Parallel Algorithms of the STL with the GCC Compiler


GCC supports my favorite C++17 feature: the Standard Template Library (STL) parallel algorithms. I recognized this a few days ago, and I'm happy to write a post about it and share my enthusiasm.



The Microsoft compiler has supported parallel algorithms since its beginning but sadly, neither GCC nor Clang. I have to be precise; GCC 9 allows you to use parallel algorithms. Before I show you examples with performance numbers in my next post, I want to write about the parallel algorithms of the STL and give you the necessary information.

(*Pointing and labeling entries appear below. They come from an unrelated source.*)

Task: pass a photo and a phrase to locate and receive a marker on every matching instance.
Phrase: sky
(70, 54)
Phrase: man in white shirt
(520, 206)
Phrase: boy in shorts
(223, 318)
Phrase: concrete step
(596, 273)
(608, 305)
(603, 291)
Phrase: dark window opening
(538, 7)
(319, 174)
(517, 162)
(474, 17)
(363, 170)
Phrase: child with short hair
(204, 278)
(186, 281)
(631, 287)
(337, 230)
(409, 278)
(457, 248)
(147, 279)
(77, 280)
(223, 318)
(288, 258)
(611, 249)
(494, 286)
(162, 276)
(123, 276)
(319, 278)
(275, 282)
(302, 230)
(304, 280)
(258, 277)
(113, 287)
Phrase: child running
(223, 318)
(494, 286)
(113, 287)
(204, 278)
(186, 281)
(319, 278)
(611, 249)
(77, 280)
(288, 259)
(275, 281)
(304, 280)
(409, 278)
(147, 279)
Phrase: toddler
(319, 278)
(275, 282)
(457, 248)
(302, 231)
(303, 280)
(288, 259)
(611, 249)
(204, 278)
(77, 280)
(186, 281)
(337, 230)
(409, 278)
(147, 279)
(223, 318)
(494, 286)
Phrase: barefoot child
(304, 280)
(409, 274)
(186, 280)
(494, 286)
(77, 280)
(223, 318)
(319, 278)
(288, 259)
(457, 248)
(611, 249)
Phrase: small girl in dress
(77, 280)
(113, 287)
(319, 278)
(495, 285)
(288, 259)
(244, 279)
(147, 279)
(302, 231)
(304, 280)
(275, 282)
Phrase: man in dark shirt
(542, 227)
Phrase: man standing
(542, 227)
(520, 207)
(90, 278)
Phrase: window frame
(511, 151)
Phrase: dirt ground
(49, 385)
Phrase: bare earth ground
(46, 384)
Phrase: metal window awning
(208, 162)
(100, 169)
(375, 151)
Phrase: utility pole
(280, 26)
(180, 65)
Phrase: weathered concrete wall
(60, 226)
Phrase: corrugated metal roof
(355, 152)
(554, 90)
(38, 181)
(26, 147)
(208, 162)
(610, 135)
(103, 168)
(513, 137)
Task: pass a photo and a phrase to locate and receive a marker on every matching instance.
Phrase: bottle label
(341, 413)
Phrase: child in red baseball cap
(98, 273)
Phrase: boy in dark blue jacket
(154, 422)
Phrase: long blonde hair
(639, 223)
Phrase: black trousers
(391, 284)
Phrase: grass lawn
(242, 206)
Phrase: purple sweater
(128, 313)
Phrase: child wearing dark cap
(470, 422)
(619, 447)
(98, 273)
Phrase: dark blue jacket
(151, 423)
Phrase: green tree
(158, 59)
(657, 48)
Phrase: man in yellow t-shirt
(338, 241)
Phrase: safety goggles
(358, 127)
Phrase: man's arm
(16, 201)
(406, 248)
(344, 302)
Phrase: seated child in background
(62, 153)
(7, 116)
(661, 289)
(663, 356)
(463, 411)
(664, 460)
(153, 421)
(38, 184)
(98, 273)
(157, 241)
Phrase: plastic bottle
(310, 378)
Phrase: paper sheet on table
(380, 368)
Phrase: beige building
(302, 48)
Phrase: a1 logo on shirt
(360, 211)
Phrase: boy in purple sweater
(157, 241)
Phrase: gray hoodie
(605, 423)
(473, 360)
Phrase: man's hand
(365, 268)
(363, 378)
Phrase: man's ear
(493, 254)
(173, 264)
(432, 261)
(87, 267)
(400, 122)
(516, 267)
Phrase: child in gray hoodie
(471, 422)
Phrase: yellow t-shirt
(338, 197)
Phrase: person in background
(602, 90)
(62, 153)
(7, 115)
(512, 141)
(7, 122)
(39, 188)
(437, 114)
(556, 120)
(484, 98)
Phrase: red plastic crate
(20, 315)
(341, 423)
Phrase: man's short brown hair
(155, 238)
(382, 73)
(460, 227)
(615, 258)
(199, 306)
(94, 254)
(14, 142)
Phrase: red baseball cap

Parallel Algorithms of the Standard Template Library

The Standard Template Library has more than 100 algorithms for searching, counting, and manipulating ranges and their elements. With C++17, 69 get new overloads, and new ones are added. The overloaded and new algorithms can be invoked with a so-called execution policy. Using an execution policy, you can specify whether the algorithm should run sequentially, in parallel, or parallel with vectorization. For using the execution policy, you have to include the header <execution>.

Execution Policy

The C++17 standard defines three execution policies:

  • std::execution::sequenced_policy
  • std::execution::parallel_policy
  • std::execution::parallel_unsequenced_policy

The corresponding policy tag specifies whether a program should run sequentially, in parallel, or in parallel with vectorization.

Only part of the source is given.